Por exemplo, um bilhete de concerto de 80 euros, com IVA de 6% incluído, gera um imposto de 4,53 euros, sendo que a dedução de 15% corresponde a 0,68 euros. No caso de um livro de 20 euros, com IVA de 6%, o imposto é de 1,13 euros, resultando numa dedução de 17 cêntimos.
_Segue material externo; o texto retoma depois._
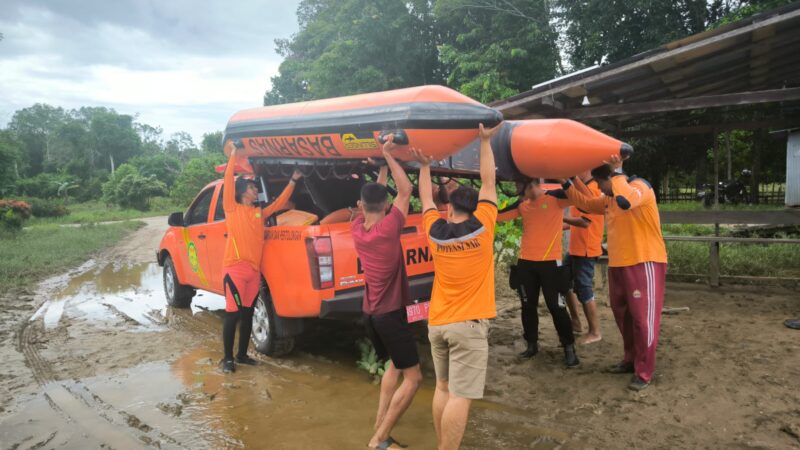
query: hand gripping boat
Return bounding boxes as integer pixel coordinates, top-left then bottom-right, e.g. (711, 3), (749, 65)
(225, 86), (632, 179)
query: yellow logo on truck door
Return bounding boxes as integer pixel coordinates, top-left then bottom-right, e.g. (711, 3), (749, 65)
(342, 133), (378, 150)
(183, 228), (208, 286)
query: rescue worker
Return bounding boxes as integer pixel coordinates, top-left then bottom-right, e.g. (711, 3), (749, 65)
(565, 171), (605, 344)
(498, 178), (580, 367)
(563, 155), (667, 391)
(413, 124), (500, 450)
(222, 141), (302, 373)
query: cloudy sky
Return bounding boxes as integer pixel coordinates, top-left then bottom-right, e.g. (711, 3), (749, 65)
(0, 0), (299, 141)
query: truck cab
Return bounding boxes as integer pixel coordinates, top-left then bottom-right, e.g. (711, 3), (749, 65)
(156, 159), (433, 356)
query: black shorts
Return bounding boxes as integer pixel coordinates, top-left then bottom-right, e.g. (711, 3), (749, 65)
(364, 308), (419, 369)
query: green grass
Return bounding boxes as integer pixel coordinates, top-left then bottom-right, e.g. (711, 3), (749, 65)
(0, 221), (144, 293)
(667, 242), (800, 278)
(658, 201), (786, 211)
(24, 201), (181, 226)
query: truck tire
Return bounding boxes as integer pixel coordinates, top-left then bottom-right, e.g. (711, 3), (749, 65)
(251, 283), (294, 356)
(164, 255), (195, 308)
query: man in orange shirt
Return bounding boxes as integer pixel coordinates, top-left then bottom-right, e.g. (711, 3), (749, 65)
(414, 125), (500, 450)
(563, 155), (667, 391)
(498, 178), (580, 367)
(567, 171), (605, 344)
(222, 141), (302, 373)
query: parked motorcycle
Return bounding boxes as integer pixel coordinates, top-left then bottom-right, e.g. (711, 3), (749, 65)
(697, 169), (752, 208)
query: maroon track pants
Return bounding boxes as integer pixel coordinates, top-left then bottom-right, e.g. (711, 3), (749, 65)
(608, 262), (667, 382)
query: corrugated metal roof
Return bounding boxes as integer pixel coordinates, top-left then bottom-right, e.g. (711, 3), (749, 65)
(491, 2), (800, 127)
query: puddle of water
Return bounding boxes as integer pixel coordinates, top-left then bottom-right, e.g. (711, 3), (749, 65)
(10, 264), (584, 449)
(31, 263), (224, 331)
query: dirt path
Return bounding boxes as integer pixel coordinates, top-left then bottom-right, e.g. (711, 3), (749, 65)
(487, 276), (800, 449)
(0, 218), (800, 449)
(0, 217), (167, 417)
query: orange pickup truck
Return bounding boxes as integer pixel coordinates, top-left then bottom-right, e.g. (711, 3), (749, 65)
(156, 164), (433, 356)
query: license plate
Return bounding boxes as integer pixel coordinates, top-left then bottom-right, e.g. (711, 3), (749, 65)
(406, 302), (431, 323)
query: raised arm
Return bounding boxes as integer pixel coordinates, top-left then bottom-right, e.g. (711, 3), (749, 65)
(375, 166), (389, 186)
(564, 216), (592, 228)
(562, 181), (607, 214)
(606, 155), (645, 210)
(222, 141), (236, 212)
(261, 170), (303, 218)
(478, 122), (503, 204)
(379, 134), (412, 216)
(497, 200), (522, 222)
(411, 148), (436, 213)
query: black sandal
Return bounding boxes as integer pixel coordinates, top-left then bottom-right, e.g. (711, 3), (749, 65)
(375, 436), (408, 450)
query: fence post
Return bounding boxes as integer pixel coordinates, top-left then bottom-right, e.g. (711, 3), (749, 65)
(708, 241), (719, 287)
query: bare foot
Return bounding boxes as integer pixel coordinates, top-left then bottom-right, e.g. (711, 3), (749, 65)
(578, 334), (603, 345)
(367, 438), (403, 450)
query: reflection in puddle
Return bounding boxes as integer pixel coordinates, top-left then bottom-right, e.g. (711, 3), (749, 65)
(7, 264), (583, 449)
(31, 263), (224, 331)
(0, 341), (583, 449)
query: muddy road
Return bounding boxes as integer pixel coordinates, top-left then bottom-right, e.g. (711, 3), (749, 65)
(0, 218), (800, 449)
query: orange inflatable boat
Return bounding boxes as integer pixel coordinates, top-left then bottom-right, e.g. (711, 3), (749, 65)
(225, 86), (632, 179)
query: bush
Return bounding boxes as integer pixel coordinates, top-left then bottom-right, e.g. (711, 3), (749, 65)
(28, 198), (69, 217)
(17, 173), (80, 198)
(356, 338), (390, 384)
(103, 164), (167, 211)
(0, 200), (31, 233)
(170, 155), (225, 206)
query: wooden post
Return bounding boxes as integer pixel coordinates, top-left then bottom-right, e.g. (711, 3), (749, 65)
(708, 241), (719, 287)
(725, 132), (733, 180)
(708, 129), (719, 287)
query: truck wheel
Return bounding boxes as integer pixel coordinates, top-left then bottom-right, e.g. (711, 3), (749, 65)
(252, 284), (294, 356)
(164, 256), (195, 308)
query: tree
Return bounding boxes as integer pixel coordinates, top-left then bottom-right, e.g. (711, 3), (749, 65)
(435, 0), (560, 103)
(133, 123), (164, 155)
(555, 0), (791, 69)
(200, 131), (222, 155)
(8, 103), (67, 175)
(0, 130), (23, 198)
(170, 152), (225, 205)
(76, 107), (142, 172)
(164, 131), (200, 162)
(264, 0), (443, 105)
(103, 164), (167, 211)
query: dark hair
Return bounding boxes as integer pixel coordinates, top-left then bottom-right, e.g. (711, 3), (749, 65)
(592, 164), (613, 180)
(436, 185), (450, 205)
(236, 177), (258, 203)
(361, 183), (387, 212)
(450, 186), (478, 214)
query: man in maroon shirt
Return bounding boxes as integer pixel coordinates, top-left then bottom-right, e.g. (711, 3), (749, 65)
(351, 135), (422, 449)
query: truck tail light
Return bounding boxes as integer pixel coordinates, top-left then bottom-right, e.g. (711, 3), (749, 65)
(306, 237), (333, 289)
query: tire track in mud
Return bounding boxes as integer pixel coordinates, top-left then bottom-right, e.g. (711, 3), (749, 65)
(17, 318), (55, 386)
(16, 290), (194, 449)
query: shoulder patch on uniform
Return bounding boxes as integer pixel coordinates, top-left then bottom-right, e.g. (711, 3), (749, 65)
(430, 216), (486, 244)
(545, 189), (567, 199)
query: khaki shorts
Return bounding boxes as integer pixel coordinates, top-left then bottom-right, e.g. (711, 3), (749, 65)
(428, 319), (489, 399)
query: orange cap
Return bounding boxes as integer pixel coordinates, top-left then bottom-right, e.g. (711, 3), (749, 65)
(511, 119), (633, 178)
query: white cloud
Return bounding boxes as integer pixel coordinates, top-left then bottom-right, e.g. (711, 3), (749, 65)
(0, 0), (297, 140)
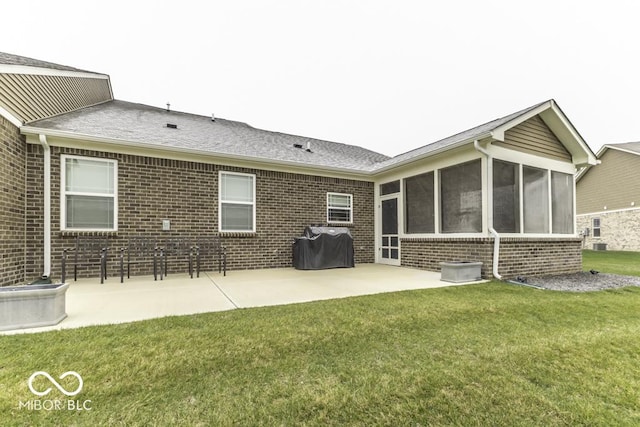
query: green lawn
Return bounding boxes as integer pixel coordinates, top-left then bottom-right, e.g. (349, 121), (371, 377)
(0, 282), (640, 426)
(582, 250), (640, 276)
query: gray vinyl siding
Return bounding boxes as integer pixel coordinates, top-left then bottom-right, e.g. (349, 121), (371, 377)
(576, 148), (640, 215)
(494, 116), (571, 161)
(0, 74), (112, 123)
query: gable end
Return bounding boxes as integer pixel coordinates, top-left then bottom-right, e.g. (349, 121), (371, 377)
(0, 74), (112, 123)
(494, 116), (572, 161)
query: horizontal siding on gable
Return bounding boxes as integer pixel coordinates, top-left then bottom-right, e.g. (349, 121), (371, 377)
(0, 74), (112, 123)
(494, 116), (571, 161)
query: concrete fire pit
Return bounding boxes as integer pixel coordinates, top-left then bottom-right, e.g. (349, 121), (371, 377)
(0, 283), (69, 331)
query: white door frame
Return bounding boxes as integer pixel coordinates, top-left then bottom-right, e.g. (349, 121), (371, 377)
(375, 193), (401, 265)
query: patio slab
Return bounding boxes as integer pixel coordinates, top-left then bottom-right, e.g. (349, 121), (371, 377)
(2, 264), (479, 334)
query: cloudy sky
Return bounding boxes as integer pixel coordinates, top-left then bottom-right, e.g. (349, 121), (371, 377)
(0, 0), (640, 155)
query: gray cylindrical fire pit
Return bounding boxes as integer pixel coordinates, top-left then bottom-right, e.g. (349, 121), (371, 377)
(440, 261), (482, 283)
(0, 283), (69, 331)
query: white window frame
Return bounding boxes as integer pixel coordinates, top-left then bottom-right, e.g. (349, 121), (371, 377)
(218, 171), (257, 233)
(327, 192), (353, 224)
(591, 216), (602, 239)
(60, 154), (118, 231)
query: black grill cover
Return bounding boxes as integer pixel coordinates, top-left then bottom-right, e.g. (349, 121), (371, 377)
(293, 227), (354, 270)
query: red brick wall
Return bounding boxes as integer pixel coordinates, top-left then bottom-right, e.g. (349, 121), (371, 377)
(401, 238), (582, 279)
(0, 117), (25, 286)
(27, 146), (374, 277)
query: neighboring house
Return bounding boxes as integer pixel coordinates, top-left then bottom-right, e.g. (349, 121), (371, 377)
(0, 53), (596, 285)
(576, 142), (640, 251)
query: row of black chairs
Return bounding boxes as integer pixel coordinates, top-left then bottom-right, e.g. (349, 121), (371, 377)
(62, 236), (227, 283)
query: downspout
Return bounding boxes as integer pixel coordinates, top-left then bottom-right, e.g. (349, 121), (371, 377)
(40, 134), (51, 279)
(473, 139), (502, 280)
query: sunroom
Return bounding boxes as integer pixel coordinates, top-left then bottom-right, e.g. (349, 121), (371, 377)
(375, 101), (595, 278)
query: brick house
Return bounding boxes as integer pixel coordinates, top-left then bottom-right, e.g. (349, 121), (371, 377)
(0, 53), (595, 285)
(576, 142), (640, 251)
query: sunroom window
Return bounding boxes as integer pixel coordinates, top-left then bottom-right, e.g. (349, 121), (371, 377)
(493, 160), (520, 233)
(218, 172), (256, 232)
(60, 155), (117, 231)
(551, 171), (573, 234)
(404, 172), (435, 234)
(440, 160), (482, 233)
(522, 166), (549, 233)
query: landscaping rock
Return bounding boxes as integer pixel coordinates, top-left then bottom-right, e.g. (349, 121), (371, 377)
(526, 271), (640, 292)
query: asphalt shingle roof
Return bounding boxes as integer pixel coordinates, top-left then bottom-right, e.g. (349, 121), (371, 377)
(29, 100), (388, 172)
(375, 101), (548, 170)
(23, 100), (548, 173)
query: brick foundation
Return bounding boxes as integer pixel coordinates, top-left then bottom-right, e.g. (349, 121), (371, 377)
(401, 237), (582, 279)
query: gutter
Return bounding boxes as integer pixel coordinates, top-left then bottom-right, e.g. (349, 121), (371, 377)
(473, 139), (502, 280)
(40, 134), (51, 279)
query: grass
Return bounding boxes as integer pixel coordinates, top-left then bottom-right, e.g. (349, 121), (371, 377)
(582, 250), (640, 276)
(0, 249), (640, 426)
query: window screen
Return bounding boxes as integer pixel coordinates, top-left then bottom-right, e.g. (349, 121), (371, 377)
(522, 166), (549, 233)
(61, 156), (117, 230)
(327, 193), (353, 223)
(440, 160), (482, 233)
(404, 172), (435, 234)
(551, 172), (573, 234)
(493, 160), (520, 233)
(219, 172), (256, 232)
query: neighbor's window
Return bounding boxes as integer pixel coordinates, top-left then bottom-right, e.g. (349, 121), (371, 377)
(218, 171), (256, 232)
(493, 160), (520, 233)
(60, 155), (118, 231)
(522, 166), (549, 233)
(327, 193), (353, 223)
(440, 159), (482, 233)
(404, 172), (435, 234)
(592, 218), (600, 237)
(551, 171), (573, 234)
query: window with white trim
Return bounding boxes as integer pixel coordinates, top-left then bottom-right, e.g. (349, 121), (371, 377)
(591, 218), (600, 237)
(218, 171), (256, 233)
(327, 193), (353, 224)
(60, 155), (118, 231)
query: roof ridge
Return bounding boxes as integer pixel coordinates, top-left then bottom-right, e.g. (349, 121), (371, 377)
(0, 52), (104, 74)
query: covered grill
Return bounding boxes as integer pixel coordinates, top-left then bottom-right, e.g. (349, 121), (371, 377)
(293, 226), (354, 270)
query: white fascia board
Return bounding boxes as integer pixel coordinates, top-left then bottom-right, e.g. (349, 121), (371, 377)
(0, 64), (109, 80)
(0, 107), (22, 128)
(487, 144), (576, 175)
(20, 126), (373, 181)
(598, 145), (640, 158)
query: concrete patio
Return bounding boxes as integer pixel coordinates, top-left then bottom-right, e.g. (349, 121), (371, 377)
(2, 264), (488, 334)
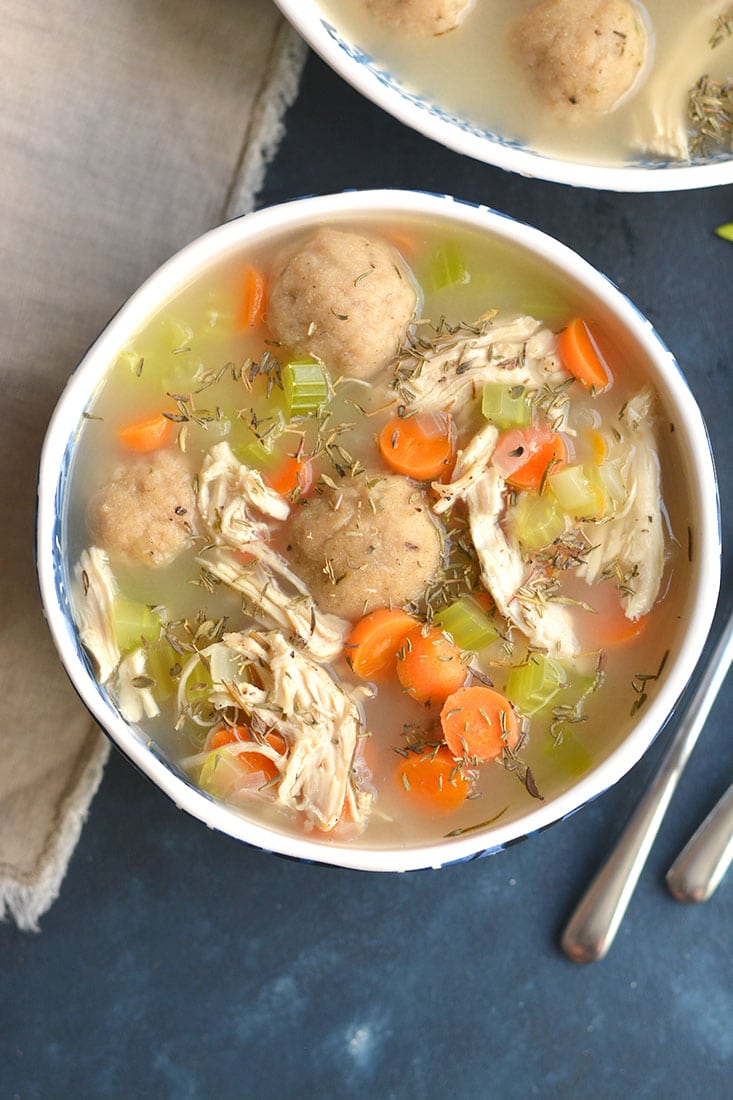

Embora cada dedução individual seja pequena, os valores acumulam-se ao longo do ano, podendo tornar-se relevantes na declaração do IRS.

A medida surge como incentivo à promoção da leitura e da cultura em Portugal, equiparando-se às já existentes para despesas em restaurantes, cabeleireiros ou oficinas. Especialistas recomendam que os contribuintes reúnam desde já todas as faturas culturais com NIF, garantindo que os gastos realizados ao longo do ano sejam contabilizados na dedução do IRS e aproveitando plenamente o benefício fiscal quando preencherem a declaração.